The seminar started with a paper by Salah Al-Karboli, a legal advisor in the parliament, which reviewed the stages a draft law goes through after its initial submission to parliament, all the way to becoming a law — or being rejected. He went over the articles on which the parliament gave notes, and explained the conclusions they reached after the second reading of the draft law. He also went over the most important recommendations that came out of the meeting of the relevant committees in parliament, which reviewed parallel experiences and legislation in other countries, as well as laws related to the draft in the Iraqi Constitution.

The director of the Legal Department at the Ministry of Communications, Mr. Imad Al-Shammari, pointed out that the classification of informatics related crimes are divided into several types by international agencies, including crimes relating to information safety, and issues regarding intellectual property. Al-Shammari added that Iraq needs to pass a law that protects citizens from hackers, fraud, identity theft, racism and hatred. However, the law cannot sanction censorship — ‘protection’ cannot come at the expense of freedom of expression. Thus, the law must be written carefully, by those who specialize in the field, and who are capable of finding the fragile balance between freedom and security.

A representative from UNESCO, Mr. Diaa Al-Sarrai, pointed out that there are many peculiarities about this draft law, including the fact that its own articles do not match its name, and that it uses a definition of ‘informatics’ that is different from that which is given by the UN. He added that the draft was written hastily, and is based largely on laws of neighboring countries, many of which are extremely restrictive of citizens’ most basic freedoms. If approved in its current form, Al-Sarrai said, the draft law would limit freedom of expression and threaten the security of activists and the media.

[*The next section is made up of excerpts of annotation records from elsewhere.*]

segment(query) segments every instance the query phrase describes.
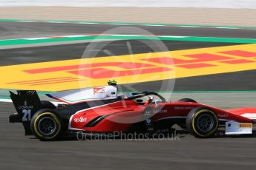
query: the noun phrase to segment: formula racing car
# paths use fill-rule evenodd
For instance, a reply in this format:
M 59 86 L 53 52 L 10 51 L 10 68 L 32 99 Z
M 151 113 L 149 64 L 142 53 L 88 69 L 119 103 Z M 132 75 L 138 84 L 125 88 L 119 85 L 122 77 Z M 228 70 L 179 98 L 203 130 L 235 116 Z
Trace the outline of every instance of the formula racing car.
M 154 134 L 174 124 L 197 137 L 210 137 L 219 128 L 226 135 L 252 134 L 256 108 L 223 110 L 189 98 L 166 101 L 158 93 L 142 92 L 118 95 L 115 81 L 108 86 L 47 94 L 57 106 L 40 101 L 36 91 L 10 92 L 17 113 L 10 123 L 22 123 L 26 135 L 53 140 L 64 135 L 104 135 L 119 132 Z

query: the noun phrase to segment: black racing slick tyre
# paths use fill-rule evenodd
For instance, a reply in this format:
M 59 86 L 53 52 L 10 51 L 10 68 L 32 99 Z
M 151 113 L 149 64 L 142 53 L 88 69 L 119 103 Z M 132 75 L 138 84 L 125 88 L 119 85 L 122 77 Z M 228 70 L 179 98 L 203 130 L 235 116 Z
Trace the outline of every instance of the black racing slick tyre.
M 197 103 L 196 101 L 191 99 L 191 98 L 182 98 L 182 99 L 179 100 L 178 101 Z
M 41 101 L 42 109 L 56 109 L 56 106 L 51 102 L 47 101 Z
M 197 107 L 187 115 L 186 124 L 189 132 L 196 137 L 210 137 L 219 126 L 216 113 L 207 107 Z
M 30 122 L 33 134 L 41 140 L 56 140 L 62 132 L 62 121 L 53 109 L 43 109 L 36 112 Z

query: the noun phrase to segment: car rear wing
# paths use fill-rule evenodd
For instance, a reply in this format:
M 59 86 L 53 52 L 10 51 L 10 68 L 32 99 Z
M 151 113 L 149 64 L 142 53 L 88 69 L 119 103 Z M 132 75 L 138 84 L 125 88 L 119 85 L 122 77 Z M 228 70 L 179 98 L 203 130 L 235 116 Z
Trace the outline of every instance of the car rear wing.
M 9 117 L 10 123 L 22 123 L 25 135 L 31 135 L 30 120 L 33 115 L 42 109 L 42 103 L 35 90 L 18 90 L 17 94 L 10 91 L 17 113 Z

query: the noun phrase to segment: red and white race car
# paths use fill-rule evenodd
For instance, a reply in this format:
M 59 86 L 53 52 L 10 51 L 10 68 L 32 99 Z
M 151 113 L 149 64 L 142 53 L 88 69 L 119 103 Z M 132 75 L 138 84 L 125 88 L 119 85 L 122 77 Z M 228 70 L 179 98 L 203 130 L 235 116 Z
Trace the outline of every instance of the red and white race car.
M 40 101 L 36 91 L 10 92 L 17 113 L 10 115 L 10 122 L 22 123 L 27 135 L 42 140 L 81 132 L 90 135 L 116 132 L 152 135 L 168 132 L 174 124 L 197 137 L 209 137 L 223 127 L 226 135 L 249 135 L 256 123 L 256 108 L 223 110 L 189 98 L 169 102 L 153 92 L 118 96 L 114 81 L 106 86 L 47 95 L 62 103 L 56 107 Z

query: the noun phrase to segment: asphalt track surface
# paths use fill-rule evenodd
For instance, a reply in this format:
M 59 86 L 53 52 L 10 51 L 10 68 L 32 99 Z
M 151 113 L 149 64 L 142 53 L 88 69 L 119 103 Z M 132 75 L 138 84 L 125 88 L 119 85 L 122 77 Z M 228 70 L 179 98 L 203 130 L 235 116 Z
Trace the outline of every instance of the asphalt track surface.
M 3 23 L 0 22 L 1 39 L 18 38 L 37 35 L 58 35 L 56 34 L 95 33 L 109 29 L 105 25 L 76 25 L 64 24 L 42 23 Z M 176 28 L 176 27 L 146 27 L 155 34 L 172 35 L 225 36 L 235 38 L 255 38 L 256 32 L 242 30 Z M 137 43 L 137 42 L 134 43 Z M 113 52 L 119 54 L 122 47 L 118 47 L 117 41 L 110 47 Z M 119 43 L 122 43 L 120 41 Z M 171 50 L 183 49 L 180 44 L 167 45 Z M 188 48 L 214 47 L 220 44 L 188 43 Z M 1 65 L 22 63 L 42 62 L 49 58 L 70 58 L 68 54 L 74 52 L 71 58 L 81 54 L 82 44 L 52 46 L 35 48 L 13 49 L 0 50 Z M 116 47 L 117 46 L 117 47 Z M 185 47 L 184 47 L 185 48 Z M 188 49 L 187 48 L 187 49 Z M 80 50 L 79 50 L 80 49 Z M 68 53 L 67 51 L 70 51 Z M 148 50 L 138 48 L 137 52 Z M 59 58 L 59 55 L 67 53 L 66 57 Z M 51 54 L 51 55 L 50 55 Z M 22 56 L 19 60 L 15 56 Z M 49 58 L 42 58 L 48 56 Z M 4 58 L 4 56 L 6 56 Z M 62 55 L 63 56 L 63 55 Z M 68 57 L 69 56 L 69 57 Z M 14 57 L 14 58 L 13 58 Z M 27 57 L 27 58 L 26 58 Z M 77 57 L 77 56 L 76 56 Z M 33 60 L 34 59 L 34 60 Z M 41 61 L 40 61 L 41 60 Z M 255 71 L 233 74 L 237 76 L 249 76 L 252 78 Z M 206 81 L 214 83 L 220 80 L 215 75 L 181 79 L 186 86 L 197 86 L 193 82 L 202 82 L 202 87 L 207 86 Z M 223 74 L 222 84 L 225 85 L 226 74 Z M 250 77 L 251 76 L 251 77 Z M 239 78 L 239 77 L 238 77 Z M 197 78 L 197 79 L 194 79 Z M 214 79 L 215 78 L 215 79 Z M 216 79 L 217 78 L 217 79 Z M 189 81 L 186 81 L 186 80 Z M 234 81 L 236 78 L 231 78 Z M 244 80 L 245 78 L 243 78 Z M 255 80 L 254 78 L 253 80 Z M 249 79 L 248 79 L 249 80 Z M 184 82 L 183 82 L 184 81 Z M 179 82 L 179 81 L 177 81 Z M 255 81 L 253 81 L 255 82 Z M 154 84 L 154 82 L 153 82 Z M 237 82 L 238 83 L 238 82 Z M 247 82 L 252 84 L 252 81 Z M 189 86 L 188 86 L 189 85 Z M 229 84 L 230 89 L 234 84 Z M 185 88 L 186 86 L 183 86 Z M 240 87 L 243 87 L 240 86 Z M 236 88 L 238 88 L 237 86 Z M 235 89 L 236 89 L 235 88 Z M 239 89 L 239 88 L 238 88 Z M 234 97 L 233 97 L 234 98 Z M 227 104 L 229 102 L 226 101 Z M 246 102 L 246 101 L 244 101 Z M 230 107 L 235 107 L 234 104 Z M 64 140 L 55 142 L 40 142 L 34 137 L 24 136 L 21 124 L 10 124 L 7 117 L 15 112 L 11 103 L 0 103 L 0 169 L 254 169 L 256 166 L 256 139 L 255 137 L 237 137 L 216 136 L 210 139 L 197 139 L 179 131 L 176 140 Z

The seminar included an open discussion between the lecturers and the attendees, in which Dr. Bushra Obeidi, the legal adviser of IWJF, explained that the name of the law should be, ‘Electronic Sites Crimes’, because this is more accurate: most crimes today occur on social networking sites, and if apprehended, perpetrators of abuse (such as, libel and extortion) should have restrictions placed on them.

The director of the Information of National Wisdom Movement (NWM), Mr. Baligh Abu Kalal, stressed that the NWM will not vote on this draft law because current government institutions are not yet strong and clear enough about their policies surrounding informatics. He insisted that before such a law is passed, there must be a national strategy in place which works to deter people from committing electronic crimes by spreading a culture of citizenship, tolerance and inclusion. He concluded that the passage of the draft law in its current form would be similar to that of Article 4 of the law on terrorism crimes, because like that law, it too threatens to restrict freedom of expression.

President of IWJF, Ms. Nibras Al-Mamouri, explained that the objective of the seminar was a clear sense of how to intervene in the process by which a draft law becomes law so that changes can be implemented which ensure the protection of the rights and freedoms guaranteed by the constitution. She stressed that the draft contains loose and ambiguous phrases which might be used punitively. Instead, the law should be an educational law that urges people to use the internet correctly, without harming themselves or others. Such a law requires specialized training on how to legislate and implement it.

This seminar was put on by the Shahrazad Project in cooperation with the Italian Organization, Un Ponte Per… and the Iraqi Civil Society Solidarity Initiative, with funding from the Federal Republic of Germany and the FAI Foundation.